Ace’s Tenacious Bride (Matchmaker’s Mix-Up Book 13)
1870. In the prologue, a romping cat creates chaos of the carefully organized newspaper ads and letters of a respected Chicago matchmaker. Her granddaughter, not wanting to disappoint the clients, vows to make the matches. Unfortunately, she can’t find the questionnaires in which the clients have expressed their hopes, so she combines couples without evidence. And so it is that Mercy Fairchild, a Georgia preacher’s daughter who has requested a pastor husband, arrives in a small Texas town to marry the widower Ace Caldwell, a cigar-smoking, card-playing railroad detective who needs someone to raise his children. Previously, the three children (ages 8, 6, and 4) have behaved so badly that none of Ace’s housekeepers has lasted longer than a week. His brother-in-law, the sheriff, who has to put the kids in a jail cell to keep them out of trouble, has begged him to try a mail-order bride, because she won’t be able to leave. It’s hardly a match made in heaven, but thanks to Mercy’s patience with the children, her refusal to be husband’s doormat, and Ace’s soft side, the adversity resulting from the mismatch slowly draws the couple closer to God and each other.

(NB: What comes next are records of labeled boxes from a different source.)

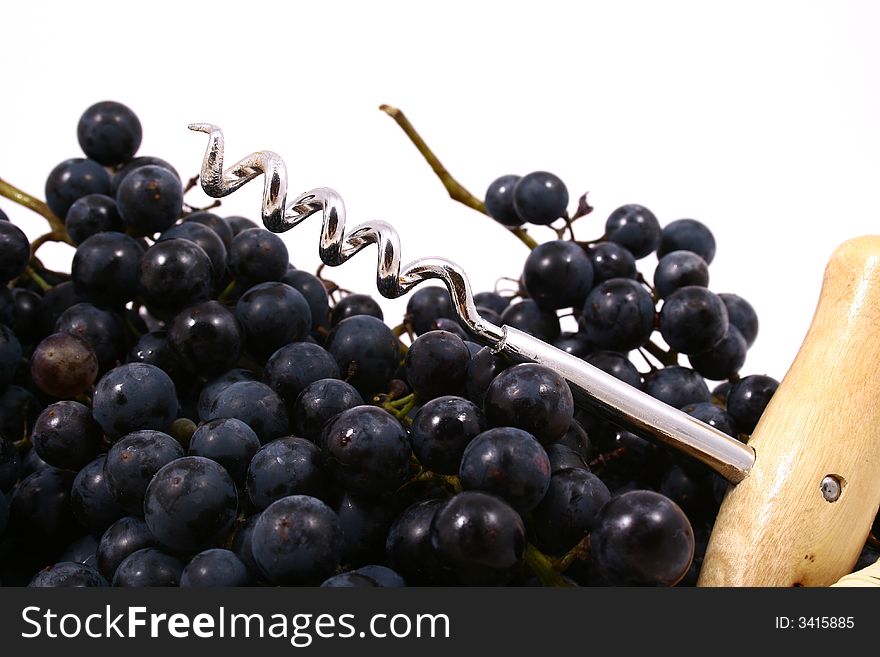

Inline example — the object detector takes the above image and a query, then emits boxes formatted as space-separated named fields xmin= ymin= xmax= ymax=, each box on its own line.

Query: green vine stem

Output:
xmin=0 ymin=178 xmax=75 ymax=246
xmin=525 ymin=543 xmax=568 ymax=586
xmin=379 ymin=105 xmax=538 ymax=249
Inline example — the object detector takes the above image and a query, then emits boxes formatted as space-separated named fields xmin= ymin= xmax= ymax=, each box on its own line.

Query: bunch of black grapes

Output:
xmin=0 ymin=102 xmax=876 ymax=586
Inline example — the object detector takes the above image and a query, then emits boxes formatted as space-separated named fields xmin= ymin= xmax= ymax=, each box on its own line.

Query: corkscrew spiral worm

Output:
xmin=189 ymin=123 xmax=503 ymax=345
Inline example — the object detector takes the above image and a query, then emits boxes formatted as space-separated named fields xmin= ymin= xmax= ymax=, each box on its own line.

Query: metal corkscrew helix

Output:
xmin=190 ymin=124 xmax=880 ymax=586
xmin=189 ymin=123 xmax=755 ymax=483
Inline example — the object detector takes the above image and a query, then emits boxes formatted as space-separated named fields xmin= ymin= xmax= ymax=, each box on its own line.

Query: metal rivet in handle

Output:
xmin=819 ymin=475 xmax=843 ymax=502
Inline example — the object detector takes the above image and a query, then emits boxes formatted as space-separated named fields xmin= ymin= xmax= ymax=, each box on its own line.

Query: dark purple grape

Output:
xmin=523 ymin=240 xmax=593 ymax=310
xmin=76 ymin=100 xmax=143 ymax=166
xmin=334 ymin=494 xmax=397 ymax=566
xmin=58 ymin=534 xmax=98 ymax=567
xmin=31 ymin=401 xmax=102 ymax=471
xmin=584 ymin=351 xmax=642 ymax=388
xmin=660 ymin=285 xmax=728 ymax=355
xmin=474 ymin=288 xmax=510 ymax=315
xmin=410 ymin=396 xmax=486 ymax=474
xmin=657 ymin=219 xmax=715 ymax=265
xmin=405 ymin=285 xmax=455 ymax=335
xmin=587 ymin=242 xmax=637 ymax=285
xmin=92 ymin=363 xmax=178 ymax=438
xmin=579 ymin=278 xmax=655 ymax=352
xmin=9 ymin=467 xmax=82 ymax=553
xmin=404 ymin=331 xmax=471 ymax=401
xmin=0 ymin=221 xmax=31 ymax=284
xmin=681 ymin=401 xmax=737 ymax=438
xmin=718 ymin=294 xmax=758 ymax=347
xmin=116 ymin=164 xmax=183 ymax=235
xmin=0 ymin=386 xmax=43 ymax=440
xmin=727 ymin=374 xmax=779 ymax=434
xmin=70 ymin=454 xmax=125 ymax=536
xmin=187 ymin=417 xmax=260 ymax=486
xmin=70 ymin=232 xmax=144 ymax=306
xmin=545 ymin=441 xmax=589 ymax=475
xmin=182 ymin=210 xmax=234 ymax=250
xmin=0 ymin=437 xmax=21 ymax=490
xmin=158 ymin=220 xmax=226 ymax=283
xmin=465 ymin=347 xmax=511 ymax=408
xmin=0 ymin=324 xmax=22 ymax=388
xmin=654 ymin=251 xmax=709 ymax=299
xmin=35 ymin=281 xmax=80 ymax=338
xmin=180 ymin=548 xmax=251 ymax=588
xmin=320 ymin=406 xmax=411 ymax=495
xmin=104 ymin=429 xmax=184 ymax=515
xmin=206 ymin=381 xmax=289 ymax=444
xmin=642 ymin=365 xmax=709 ymax=408
xmin=168 ymin=301 xmax=243 ymax=376
xmin=7 ymin=287 xmax=43 ymax=343
xmin=560 ymin=419 xmax=594 ymax=462
xmin=658 ymin=464 xmax=717 ymax=519
xmin=55 ymin=302 xmax=125 ymax=376
xmin=110 ymin=155 xmax=183 ymax=198
xmin=590 ymin=490 xmax=694 ymax=586
xmin=688 ymin=324 xmax=748 ymax=381
xmin=247 ymin=436 xmax=325 ymax=511
xmin=330 ymin=294 xmax=385 ymax=326
xmin=458 ymin=427 xmax=550 ymax=513
xmin=228 ymin=228 xmax=288 ymax=288
xmin=429 ymin=317 xmax=471 ymax=341
xmin=430 ymin=491 xmax=526 ymax=586
xmin=321 ymin=570 xmax=378 ymax=588
xmin=605 ymin=203 xmax=661 ymax=260
xmin=263 ymin=342 xmax=339 ymax=410
xmin=113 ymin=547 xmax=183 ymax=588
xmin=235 ymin=282 xmax=312 ymax=358
xmin=290 ymin=376 xmax=364 ymax=442
xmin=485 ymin=174 xmax=524 ymax=228
xmin=138 ymin=238 xmax=214 ymax=316
xmin=95 ymin=516 xmax=159 ymax=580
xmin=45 ymin=157 xmax=110 ymax=217
xmin=251 ymin=495 xmax=342 ymax=585
xmin=0 ymin=482 xmax=9 ymax=536
xmin=483 ymin=363 xmax=574 ymax=445
xmin=513 ymin=171 xmax=568 ymax=226
xmin=327 ymin=315 xmax=400 ymax=399
xmin=531 ymin=468 xmax=611 ymax=555
xmin=128 ymin=331 xmax=185 ymax=381
xmin=281 ymin=269 xmax=330 ymax=329
xmin=64 ymin=194 xmax=125 ymax=245
xmin=385 ymin=500 xmax=445 ymax=585
xmin=232 ymin=513 xmax=263 ymax=581
xmin=144 ymin=456 xmax=238 ymax=554
xmin=28 ymin=561 xmax=109 ymax=588
xmin=197 ymin=368 xmax=256 ymax=421
xmin=501 ymin=299 xmax=562 ymax=342
xmin=601 ymin=431 xmax=667 ymax=482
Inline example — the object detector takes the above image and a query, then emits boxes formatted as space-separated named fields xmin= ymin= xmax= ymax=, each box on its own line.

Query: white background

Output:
xmin=0 ymin=0 xmax=880 ymax=378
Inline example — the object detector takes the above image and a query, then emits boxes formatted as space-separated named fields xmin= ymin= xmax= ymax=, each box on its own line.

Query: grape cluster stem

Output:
xmin=379 ymin=105 xmax=538 ymax=249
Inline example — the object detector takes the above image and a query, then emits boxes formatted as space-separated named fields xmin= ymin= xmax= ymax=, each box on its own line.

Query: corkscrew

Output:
xmin=189 ymin=123 xmax=880 ymax=586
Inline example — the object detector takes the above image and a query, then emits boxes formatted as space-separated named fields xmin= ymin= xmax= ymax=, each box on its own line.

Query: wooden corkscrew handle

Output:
xmin=699 ymin=236 xmax=880 ymax=586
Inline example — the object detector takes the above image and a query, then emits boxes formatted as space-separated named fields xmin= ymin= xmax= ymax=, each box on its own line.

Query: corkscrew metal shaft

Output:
xmin=189 ymin=123 xmax=755 ymax=483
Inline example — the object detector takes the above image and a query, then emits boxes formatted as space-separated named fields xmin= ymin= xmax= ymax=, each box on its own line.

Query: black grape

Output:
xmin=144 ymin=456 xmax=238 ymax=554
xmin=484 ymin=363 xmax=574 ymax=445
xmin=76 ymin=100 xmax=143 ymax=166
xmin=590 ymin=490 xmax=694 ymax=586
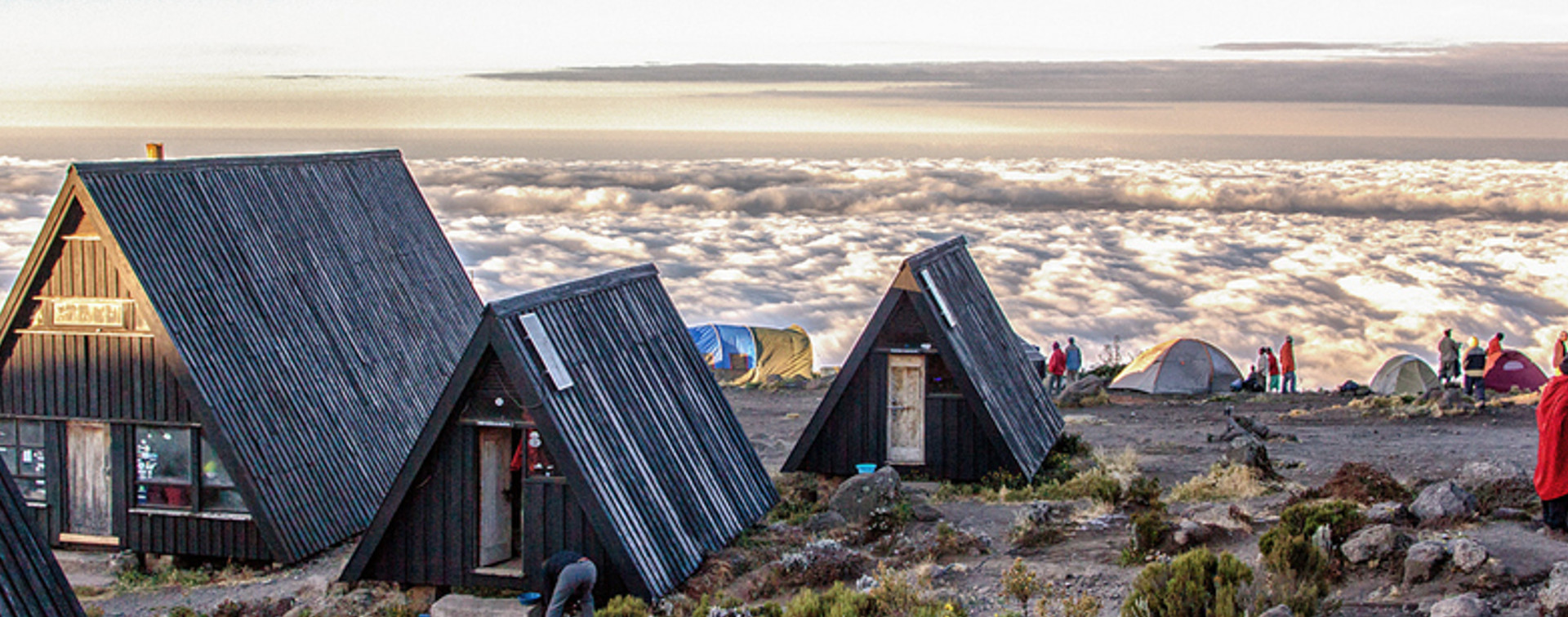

This Christian historical romance more than fulfills Grist’s goal, which her website says is to “combine history, humor and romance with an emphasis on faith, friends, and good clean fun.” Its historical aspect touches not only upon Western train robberies but also, with skillful nuance, upon the link between Mercy’s wonder at having decent ingredients to cook with and her upbringing in a family impoverished by Sherman’s march through Georgia. The children’s characters are well-drawn, and Ace’s frustrated love for them is convincing. Throughout, the humor is genuine, and the matchmaker’s mix-up lends itself well to its moral: that God’s wisdom is greater than man’s.